Nous espérions que la loi sur les 35 heures limiterait le temps partiel imposé et permettrait aux femmes d’exercer leur droit à l’emploi à temps plein. Or, l’alignement de la France sur la définition européenne du temps partiel, à partir de la première heure en-dessous de l’horaire légal, nous paraît dangereuse. Elle risque de créer un nouvel effet d’aubaine pour les employeurs qui pourraient embaucher à 34 heures et bénéficier des exonérations pour le temps partiel.

Le projet de loi n’en autorise pas le cumul avec l’aide structurelle à la réduction du temps de travail, mais nous vous demandons de clarifier la situation en supprimant purement et simplement les exonérations patronales pour le temps partiel, ainsi d’ailleurs que sur les bas salaires. La deuxième loi doit également assurer aux salarié-e-s à temps partiel le passage au temps plein si elles ou ils le désirent.

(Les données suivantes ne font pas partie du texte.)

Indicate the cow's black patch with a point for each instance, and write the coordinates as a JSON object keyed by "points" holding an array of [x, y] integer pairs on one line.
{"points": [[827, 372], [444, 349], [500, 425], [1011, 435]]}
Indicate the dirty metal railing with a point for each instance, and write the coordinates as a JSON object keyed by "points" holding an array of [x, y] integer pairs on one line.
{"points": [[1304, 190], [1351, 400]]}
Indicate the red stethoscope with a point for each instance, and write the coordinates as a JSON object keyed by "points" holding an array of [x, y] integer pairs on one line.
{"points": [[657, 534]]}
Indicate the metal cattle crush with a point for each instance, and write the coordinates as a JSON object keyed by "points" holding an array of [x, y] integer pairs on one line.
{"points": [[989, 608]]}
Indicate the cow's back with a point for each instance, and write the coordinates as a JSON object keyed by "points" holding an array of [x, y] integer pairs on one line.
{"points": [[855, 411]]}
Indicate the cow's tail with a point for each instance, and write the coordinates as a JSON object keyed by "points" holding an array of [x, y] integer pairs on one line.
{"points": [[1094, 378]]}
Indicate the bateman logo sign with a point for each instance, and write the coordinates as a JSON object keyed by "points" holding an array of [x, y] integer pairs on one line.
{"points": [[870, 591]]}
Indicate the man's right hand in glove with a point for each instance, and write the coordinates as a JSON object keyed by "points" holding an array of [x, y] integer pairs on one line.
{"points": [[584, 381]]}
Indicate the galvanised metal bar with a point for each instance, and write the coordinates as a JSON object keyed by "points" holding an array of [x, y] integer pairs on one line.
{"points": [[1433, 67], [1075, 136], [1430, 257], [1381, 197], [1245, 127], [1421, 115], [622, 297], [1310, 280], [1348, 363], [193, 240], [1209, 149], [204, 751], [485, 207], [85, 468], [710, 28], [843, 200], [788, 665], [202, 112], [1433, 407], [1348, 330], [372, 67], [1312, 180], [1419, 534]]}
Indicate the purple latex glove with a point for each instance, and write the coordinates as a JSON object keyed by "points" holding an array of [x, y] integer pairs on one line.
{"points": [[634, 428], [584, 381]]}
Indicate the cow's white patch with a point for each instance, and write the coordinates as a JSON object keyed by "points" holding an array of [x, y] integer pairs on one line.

Par ailleurs, les chiffres des accidents de travail et des maladies professionnelles sont au rouge. Liés au stress, ils touchent particulièrement les femmes soumises à l’intensification du travail qu’aggravent le temps partiel et l’annualisation. Il est indispensable de limiter sévèrement le nombre d’heures supplémentaires autorisées, de les taxer immédiatement à 25 %, et d’encadrer le nombre maximal d’heures travaillées par jour et par semaine, entre 31 et 39 heures, quel que soit le type de contrat. Les heures complémentaires doivent être payées comme des heures supplémentaires.
La création d’un double SMIC horaire serait très grave : si le salaire horaire n’est pas augmenté de 11, 4 % pour tous, celui des salarié-e-s à temps partiel sera réduit par rapport aux autres... pour une intensité de travail souvent supérieure.

Les femmes, cantonnées majoritairement dans des emplois à basse qualification, sont déjà exclues d’une formation qui profite principalement aux cadres, et en tout cas très peu aux temps partiels ; elles seront fortement pénalisées si la formation relative au développement professionnel est retirée du temps de travail effectif.

Pour combattre tous ces facteurs aggravant les inégalités hommes-femmes, le gouvernement de gauche se doit de dénoncer tous les accords d’entreprises qui développent la flexibilité au lieu de la freiner, de supprimer les exonérations patronales pour le temps partiel, de lier les aides structurelles à la création d’emploi, et d’accélérer le passage aux 35 heures, y compris pour les petites entreprises, largement féminisées, afin de se diriger dans un deuxième temps vers les 32 heures.

La deuxième loi doit tenir compte de ces différents points, sa réussite est à ce prix. Alors seulement, permettant une réduction significative du chômage, ainsi qu’une plus grande égalité entre les femmes et les hommes, elle peut avoir un effet d’entraînement et accélérer l’avènement de l’Europe sociale, plutôt qu’un alignement vers le bas.